Pepper, a UTSA Top Scholar who is earning his bachelor’s degree in biomedical engineering, was named a Millennium Fellow in 2020, a Goldwater Scholar in 2021 and a NSF Graduate Research Fellow this spring. He will enter the Ph.D. program in biomedical engineering at Georgia Tech and Emory University in the fall.
In Fall 2021, Pepper’s team — which also included fellow Top Scholar seniors Yohannes Akiel and Dylan Watson — took second place in the Big Rowdy Idea, a student business plan competition at UTSA. This spring, Pepper, Akiel and another senior Top Scholar Josh Klopfenstein, were on the team that won first place at UTSA’s inaugural Draper Data Science Business Plan Competition.
Chaj Ulloa, a first-generation college student earning his bachelor’s degree in chemical engineering, was also named a Goldwater Scholar in 2021 and a NSF Graduate Research Fellow this spring. He will be starting a Ph.D. in the joint medical and electrical engineering program at the California Institute of Technology starting this fall. Like Wilson, Chaj Ulloa was also named a 2020 Millennium Fellow and served with her as a campus director.
During his time at UTSA, Chaj Ulloa served as an undergraduate research assistant in the Advanced Biophotonics and Nanotechnology Laboratory. He also completed summer research fellowships at the Mayo Clinic in Rochester, Minn., Massachusetts Institute of Technology in Cambridge, Massachusetts, and Wake Forest University School of Medicine in Winston-Salem, North Carolina, to name a few.

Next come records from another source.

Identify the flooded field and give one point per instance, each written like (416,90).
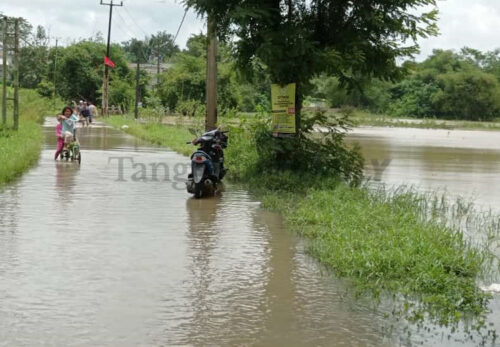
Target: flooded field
(115,253)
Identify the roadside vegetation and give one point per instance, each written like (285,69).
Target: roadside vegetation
(20,150)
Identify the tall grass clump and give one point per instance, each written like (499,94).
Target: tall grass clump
(20,149)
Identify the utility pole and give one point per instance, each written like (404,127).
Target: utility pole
(106,67)
(138,56)
(211,86)
(4,72)
(55,72)
(16,74)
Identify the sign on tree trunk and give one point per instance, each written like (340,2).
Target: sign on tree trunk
(283,106)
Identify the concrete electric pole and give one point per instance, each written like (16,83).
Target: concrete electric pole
(105,86)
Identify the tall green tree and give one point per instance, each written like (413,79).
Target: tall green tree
(297,39)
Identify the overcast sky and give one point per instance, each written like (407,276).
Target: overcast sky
(472,23)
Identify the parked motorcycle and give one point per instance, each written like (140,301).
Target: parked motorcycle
(207,163)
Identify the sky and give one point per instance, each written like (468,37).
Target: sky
(471,23)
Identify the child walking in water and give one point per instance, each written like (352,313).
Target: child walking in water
(60,140)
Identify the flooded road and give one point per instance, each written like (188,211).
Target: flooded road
(114,253)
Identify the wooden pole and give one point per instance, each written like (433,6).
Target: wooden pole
(16,75)
(136,111)
(4,72)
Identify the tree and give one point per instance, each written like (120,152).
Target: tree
(33,59)
(468,95)
(298,39)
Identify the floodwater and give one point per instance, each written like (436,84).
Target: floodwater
(115,253)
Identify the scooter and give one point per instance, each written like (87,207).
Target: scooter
(207,163)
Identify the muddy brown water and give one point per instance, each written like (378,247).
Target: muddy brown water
(115,253)
(462,163)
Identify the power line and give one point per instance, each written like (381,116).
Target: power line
(128,13)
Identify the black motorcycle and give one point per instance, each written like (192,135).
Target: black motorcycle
(207,163)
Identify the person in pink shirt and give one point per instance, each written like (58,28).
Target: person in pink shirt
(60,140)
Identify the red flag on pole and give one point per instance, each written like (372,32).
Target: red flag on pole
(108,62)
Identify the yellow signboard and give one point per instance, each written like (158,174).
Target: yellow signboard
(283,106)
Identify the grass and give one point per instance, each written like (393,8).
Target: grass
(20,150)
(384,242)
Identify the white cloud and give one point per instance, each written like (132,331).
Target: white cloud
(463,23)
(472,23)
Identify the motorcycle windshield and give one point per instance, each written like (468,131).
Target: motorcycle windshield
(198,171)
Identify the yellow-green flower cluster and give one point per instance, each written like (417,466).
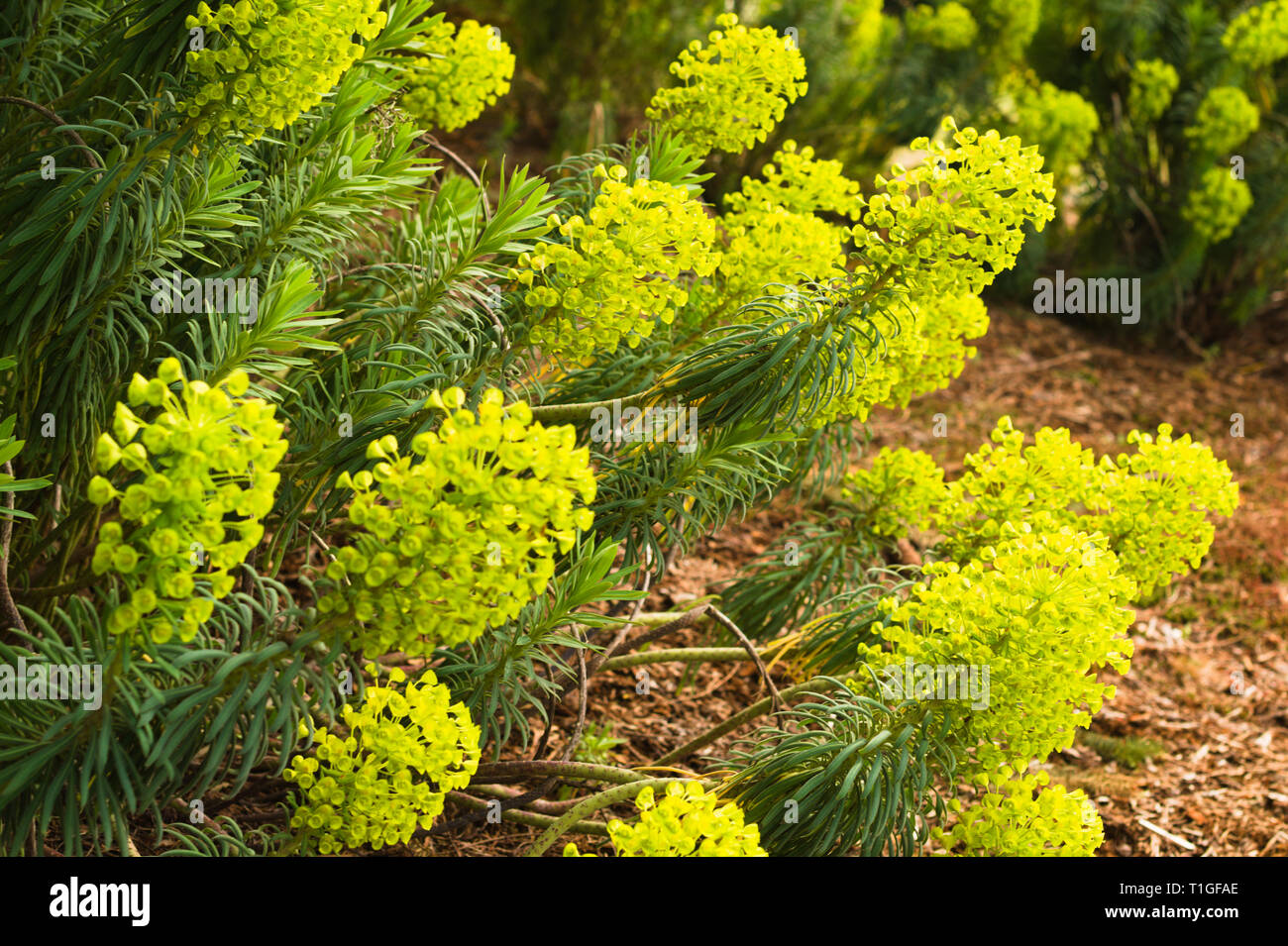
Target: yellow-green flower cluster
(922,349)
(1153,82)
(769,252)
(1151,504)
(621,269)
(956,220)
(1043,609)
(1154,504)
(467,536)
(687,822)
(774,237)
(735,89)
(1218,205)
(799,183)
(902,489)
(274,59)
(1012,822)
(197,482)
(1224,120)
(1258,37)
(460,76)
(389,777)
(932,353)
(1061,124)
(949,26)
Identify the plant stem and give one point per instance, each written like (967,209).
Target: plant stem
(572,413)
(619,793)
(497,771)
(754,710)
(678,656)
(527,817)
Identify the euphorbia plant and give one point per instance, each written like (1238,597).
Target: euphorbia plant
(398,456)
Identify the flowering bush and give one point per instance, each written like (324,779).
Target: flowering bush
(389,777)
(618,273)
(277,59)
(464,537)
(686,822)
(1012,822)
(1043,609)
(734,89)
(459,76)
(197,482)
(507,405)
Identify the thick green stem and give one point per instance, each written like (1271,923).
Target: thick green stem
(755,709)
(529,819)
(613,795)
(678,656)
(546,768)
(580,413)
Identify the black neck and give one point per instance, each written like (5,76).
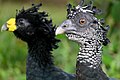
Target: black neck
(89,62)
(39,53)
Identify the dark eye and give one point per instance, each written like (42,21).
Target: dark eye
(82,21)
(64,26)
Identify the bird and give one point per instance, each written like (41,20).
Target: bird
(84,28)
(37,30)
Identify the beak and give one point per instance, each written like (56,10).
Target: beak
(4,27)
(9,26)
(59,30)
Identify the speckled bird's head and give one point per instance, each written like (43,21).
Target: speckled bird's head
(82,25)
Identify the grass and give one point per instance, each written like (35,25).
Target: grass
(13,52)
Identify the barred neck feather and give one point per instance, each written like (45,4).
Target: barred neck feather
(90,54)
(89,61)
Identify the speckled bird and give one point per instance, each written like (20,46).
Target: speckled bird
(34,28)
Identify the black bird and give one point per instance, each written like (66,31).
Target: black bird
(38,32)
(84,28)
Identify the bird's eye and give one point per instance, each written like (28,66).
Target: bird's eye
(82,21)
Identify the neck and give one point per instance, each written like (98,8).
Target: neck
(39,59)
(89,62)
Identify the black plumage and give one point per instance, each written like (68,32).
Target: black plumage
(38,32)
(89,32)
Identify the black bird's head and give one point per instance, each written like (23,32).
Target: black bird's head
(82,25)
(31,25)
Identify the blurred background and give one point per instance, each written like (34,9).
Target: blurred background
(13,51)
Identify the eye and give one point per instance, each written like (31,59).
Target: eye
(82,21)
(64,26)
(21,21)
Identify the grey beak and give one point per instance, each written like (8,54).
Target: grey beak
(59,30)
(4,27)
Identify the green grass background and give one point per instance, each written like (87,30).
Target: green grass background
(13,51)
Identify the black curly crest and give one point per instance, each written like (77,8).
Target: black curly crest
(71,10)
(40,20)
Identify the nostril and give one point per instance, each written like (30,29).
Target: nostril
(65,26)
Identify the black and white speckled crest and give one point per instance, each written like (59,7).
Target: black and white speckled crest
(88,12)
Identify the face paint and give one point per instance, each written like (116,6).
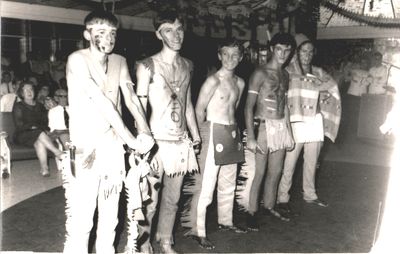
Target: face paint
(306,53)
(172,35)
(103,37)
(230,57)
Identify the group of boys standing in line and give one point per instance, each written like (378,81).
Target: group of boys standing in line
(180,131)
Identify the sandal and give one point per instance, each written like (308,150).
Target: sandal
(232,228)
(45,172)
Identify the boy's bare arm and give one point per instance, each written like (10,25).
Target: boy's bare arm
(206,92)
(191,118)
(143,82)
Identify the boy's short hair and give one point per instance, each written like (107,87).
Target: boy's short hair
(166,16)
(231,42)
(284,39)
(100,17)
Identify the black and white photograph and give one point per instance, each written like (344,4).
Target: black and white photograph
(200,126)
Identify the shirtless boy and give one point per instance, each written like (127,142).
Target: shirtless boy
(221,146)
(95,76)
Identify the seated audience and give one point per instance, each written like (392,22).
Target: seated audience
(31,126)
(7,86)
(7,101)
(43,93)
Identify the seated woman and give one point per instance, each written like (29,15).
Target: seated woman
(31,126)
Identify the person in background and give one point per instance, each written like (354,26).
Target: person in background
(164,82)
(8,100)
(215,111)
(268,130)
(315,111)
(32,126)
(378,75)
(57,67)
(95,77)
(351,103)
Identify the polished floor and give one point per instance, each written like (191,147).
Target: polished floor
(352,178)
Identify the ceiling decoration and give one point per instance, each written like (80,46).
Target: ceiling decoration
(387,20)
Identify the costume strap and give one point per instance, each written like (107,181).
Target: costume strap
(253,91)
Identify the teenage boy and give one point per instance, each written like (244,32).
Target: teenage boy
(95,75)
(267,94)
(221,148)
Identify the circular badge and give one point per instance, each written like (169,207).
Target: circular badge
(234,134)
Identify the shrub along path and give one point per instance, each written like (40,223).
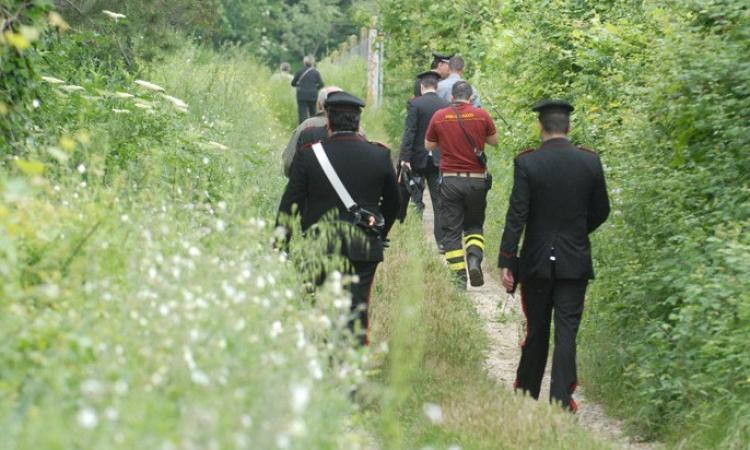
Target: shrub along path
(503,323)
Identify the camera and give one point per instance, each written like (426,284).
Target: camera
(373,223)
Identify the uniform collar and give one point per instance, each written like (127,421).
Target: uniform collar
(346,136)
(556,142)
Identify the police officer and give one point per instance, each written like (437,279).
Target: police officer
(366,172)
(461,131)
(559,197)
(419,112)
(439,65)
(307,80)
(312,129)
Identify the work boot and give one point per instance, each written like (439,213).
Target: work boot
(475,270)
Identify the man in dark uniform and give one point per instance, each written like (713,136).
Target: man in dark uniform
(461,131)
(439,65)
(419,112)
(559,197)
(366,171)
(307,80)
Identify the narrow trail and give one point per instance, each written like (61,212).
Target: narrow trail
(503,323)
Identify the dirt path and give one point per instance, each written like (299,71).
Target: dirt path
(503,322)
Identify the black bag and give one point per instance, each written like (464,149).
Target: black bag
(481,155)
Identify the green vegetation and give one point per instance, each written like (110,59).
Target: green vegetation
(661,92)
(275,31)
(141,305)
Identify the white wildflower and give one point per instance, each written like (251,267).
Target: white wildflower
(87,418)
(433,412)
(121,387)
(300,397)
(200,378)
(111,414)
(53,80)
(276,329)
(72,88)
(216,145)
(175,101)
(91,387)
(148,85)
(113,15)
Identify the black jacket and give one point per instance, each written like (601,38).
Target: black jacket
(366,171)
(559,196)
(419,111)
(307,85)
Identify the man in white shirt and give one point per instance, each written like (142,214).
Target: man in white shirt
(445,86)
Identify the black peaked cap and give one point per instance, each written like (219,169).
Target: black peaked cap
(549,105)
(343,99)
(428,73)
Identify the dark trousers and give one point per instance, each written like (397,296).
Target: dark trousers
(539,299)
(361,290)
(306,109)
(462,206)
(431,174)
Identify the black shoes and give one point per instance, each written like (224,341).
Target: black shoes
(476,278)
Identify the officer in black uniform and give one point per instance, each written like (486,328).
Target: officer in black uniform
(437,60)
(559,197)
(366,171)
(419,112)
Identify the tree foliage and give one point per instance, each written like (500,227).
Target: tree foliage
(275,31)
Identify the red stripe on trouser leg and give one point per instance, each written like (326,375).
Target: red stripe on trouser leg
(526,316)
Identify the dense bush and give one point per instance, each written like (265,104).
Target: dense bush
(661,91)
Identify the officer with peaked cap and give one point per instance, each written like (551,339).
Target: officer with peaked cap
(366,172)
(559,197)
(439,65)
(414,155)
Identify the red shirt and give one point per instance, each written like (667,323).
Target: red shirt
(456,153)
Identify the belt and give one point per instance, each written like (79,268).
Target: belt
(465,174)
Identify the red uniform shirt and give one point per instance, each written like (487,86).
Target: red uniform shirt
(456,153)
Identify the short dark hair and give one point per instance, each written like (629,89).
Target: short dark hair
(555,121)
(429,81)
(462,90)
(456,63)
(343,119)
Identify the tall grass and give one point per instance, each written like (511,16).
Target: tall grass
(142,304)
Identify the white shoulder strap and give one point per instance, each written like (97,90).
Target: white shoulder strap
(333,177)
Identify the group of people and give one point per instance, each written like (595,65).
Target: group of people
(559,197)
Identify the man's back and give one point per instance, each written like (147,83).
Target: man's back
(307,81)
(562,189)
(364,168)
(457,149)
(419,113)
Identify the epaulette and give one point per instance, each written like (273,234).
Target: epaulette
(380,144)
(528,150)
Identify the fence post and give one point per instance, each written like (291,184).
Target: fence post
(374,65)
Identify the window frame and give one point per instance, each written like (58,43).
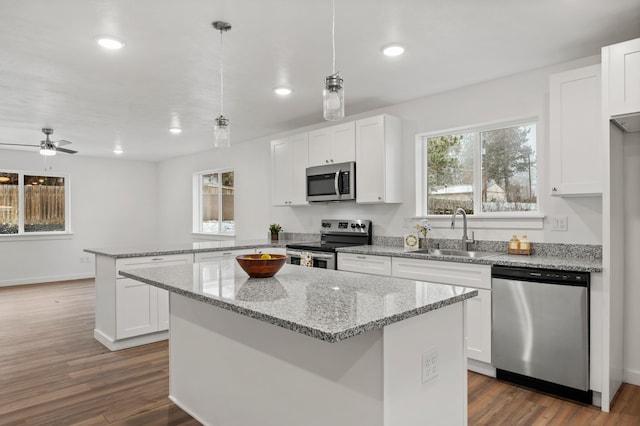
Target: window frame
(21,205)
(197,183)
(525,219)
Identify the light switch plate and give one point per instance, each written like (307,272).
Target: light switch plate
(429,365)
(559,223)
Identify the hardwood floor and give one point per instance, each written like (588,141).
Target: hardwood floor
(53,372)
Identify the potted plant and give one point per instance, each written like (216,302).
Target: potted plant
(274,229)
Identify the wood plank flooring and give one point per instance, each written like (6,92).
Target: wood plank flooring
(53,372)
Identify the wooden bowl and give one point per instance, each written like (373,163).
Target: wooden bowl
(256,267)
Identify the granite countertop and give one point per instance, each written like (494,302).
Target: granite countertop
(165,249)
(325,304)
(501,259)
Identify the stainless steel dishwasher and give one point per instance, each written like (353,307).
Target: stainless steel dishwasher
(540,330)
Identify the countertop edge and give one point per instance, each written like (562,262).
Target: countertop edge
(303,329)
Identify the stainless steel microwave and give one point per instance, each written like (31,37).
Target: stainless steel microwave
(332,182)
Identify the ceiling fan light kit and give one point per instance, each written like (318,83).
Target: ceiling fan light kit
(221,129)
(333,93)
(47,147)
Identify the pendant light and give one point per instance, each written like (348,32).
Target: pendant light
(221,130)
(333,93)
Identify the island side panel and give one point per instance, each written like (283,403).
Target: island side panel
(105,318)
(433,393)
(228,369)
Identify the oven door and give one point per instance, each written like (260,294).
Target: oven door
(320,259)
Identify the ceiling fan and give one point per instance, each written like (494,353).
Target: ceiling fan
(48,147)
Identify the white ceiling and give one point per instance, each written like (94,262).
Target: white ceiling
(53,74)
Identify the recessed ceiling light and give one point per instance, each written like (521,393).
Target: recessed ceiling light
(282,91)
(393,50)
(109,42)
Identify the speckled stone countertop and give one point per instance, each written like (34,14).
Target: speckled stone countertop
(501,259)
(204,246)
(325,304)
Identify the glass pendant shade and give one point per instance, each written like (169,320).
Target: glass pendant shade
(333,98)
(221,133)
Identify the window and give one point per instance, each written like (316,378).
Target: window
(213,202)
(32,203)
(483,170)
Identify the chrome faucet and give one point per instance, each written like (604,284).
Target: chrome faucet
(465,238)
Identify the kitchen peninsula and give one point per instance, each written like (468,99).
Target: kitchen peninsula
(312,346)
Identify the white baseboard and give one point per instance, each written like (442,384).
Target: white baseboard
(46,279)
(481,367)
(631,376)
(117,345)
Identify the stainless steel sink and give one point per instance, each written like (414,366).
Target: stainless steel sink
(459,253)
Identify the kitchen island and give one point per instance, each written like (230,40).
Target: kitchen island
(313,346)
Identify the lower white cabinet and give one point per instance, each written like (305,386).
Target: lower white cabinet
(137,309)
(130,313)
(460,274)
(367,264)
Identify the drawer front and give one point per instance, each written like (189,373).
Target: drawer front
(151,261)
(462,274)
(367,264)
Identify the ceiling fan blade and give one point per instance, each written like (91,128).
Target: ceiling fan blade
(66,151)
(18,144)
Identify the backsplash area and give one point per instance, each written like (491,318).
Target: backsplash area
(580,251)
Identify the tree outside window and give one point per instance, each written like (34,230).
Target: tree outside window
(215,204)
(481,170)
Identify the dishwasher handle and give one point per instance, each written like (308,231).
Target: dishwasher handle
(548,276)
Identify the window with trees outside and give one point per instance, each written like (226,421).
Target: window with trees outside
(213,202)
(485,171)
(32,203)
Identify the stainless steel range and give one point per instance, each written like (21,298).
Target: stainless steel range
(333,234)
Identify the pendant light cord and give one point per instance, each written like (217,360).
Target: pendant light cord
(221,79)
(333,33)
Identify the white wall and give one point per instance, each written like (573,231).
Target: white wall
(250,162)
(113,203)
(632,254)
(519,96)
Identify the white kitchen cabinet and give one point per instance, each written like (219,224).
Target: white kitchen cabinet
(136,308)
(333,144)
(624,77)
(289,159)
(130,313)
(378,160)
(368,264)
(478,308)
(575,147)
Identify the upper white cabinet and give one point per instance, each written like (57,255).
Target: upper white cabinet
(575,148)
(624,77)
(333,144)
(289,159)
(378,160)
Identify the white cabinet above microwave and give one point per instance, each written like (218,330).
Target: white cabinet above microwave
(332,144)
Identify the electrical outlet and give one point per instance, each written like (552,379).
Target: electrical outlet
(429,365)
(559,223)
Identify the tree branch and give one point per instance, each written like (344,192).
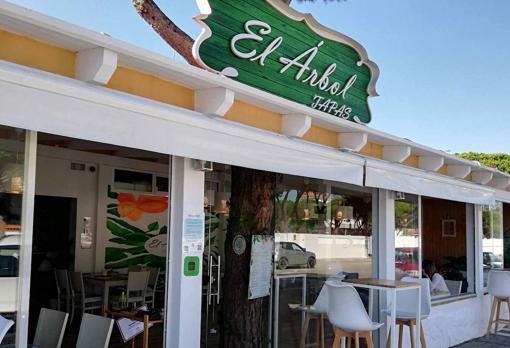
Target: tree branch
(181,42)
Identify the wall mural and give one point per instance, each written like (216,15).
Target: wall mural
(137,224)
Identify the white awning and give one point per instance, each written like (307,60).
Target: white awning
(396,177)
(503,196)
(39,101)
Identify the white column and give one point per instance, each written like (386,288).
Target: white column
(184,293)
(471,250)
(478,221)
(27,220)
(386,231)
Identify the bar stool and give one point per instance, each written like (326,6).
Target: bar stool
(406,311)
(347,314)
(499,289)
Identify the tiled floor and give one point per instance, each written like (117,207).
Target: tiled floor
(502,339)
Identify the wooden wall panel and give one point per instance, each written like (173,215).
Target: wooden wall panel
(435,246)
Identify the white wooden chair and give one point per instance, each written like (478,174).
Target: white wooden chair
(51,326)
(152,283)
(82,300)
(95,331)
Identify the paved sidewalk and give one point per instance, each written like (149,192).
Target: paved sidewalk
(492,341)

Other Honors College graduates will be starting full-time positions at companies like Accenture Federal Services, Apple, BlackRock, Dell Technologies, Ernst & Young, General Motors, J.P. Morgan Chase & Co. and Randolph Air Force Base. Others will be pursuing graduate studies at institutions like Rice University, Umeå University in Sweden, University of Texas at Austin, and UT Health San Antonio. Others have their sights set on attending medical school, law school, or working in the public and nonprofit sectors.
In addition, this graduating class includes three students – Madeline Morales, Eliesha Perez and Axa Soria – selected to the Fulbright Student Program. Administered by the U.S. Department of State’s Bureau of Educational and Cultural Affairs, the initiative offers graduating college seniors a scholarship to continue their studies, conduct research or teach English in more than 140 countries.
“Each graduating class of Honors College students astounds us with all they have accomplished and how much they have grown since their first year at UTSA,” said Jill Fleuriet, interim dean of the UTSA Honors College. “The Class of 2023 includes extraordinary talent, and we are so proud and humbled that the honors experience at UTSA has played a supporting role in preparing them to chart their path and change the world.”
The UTSA Honors College will celebrate its graduating scholars during a special Honors Stole & Laurel Celebration at 3 p.m. on Friday, May 19 at the UTSA Main Campus.
Home to roughly 1,800 hardworking, achievement-oriented, conscientious students across all majors, the UTSA Honors College offers one of the most unique experiential honors curricula in the nation. Its practical, hands-on approach to learning allows students to chart their own path and achieve their highest potential.
To graduate from the Honors College, students must complete a combination of honors courses and signature experiences, which can be fulfilled by participating in service projects, professional development such as internships and fellowships, research, study abroad or other cultural exploration, engaged living, skill development, independent study, or by taking additional experiential learning honors courses.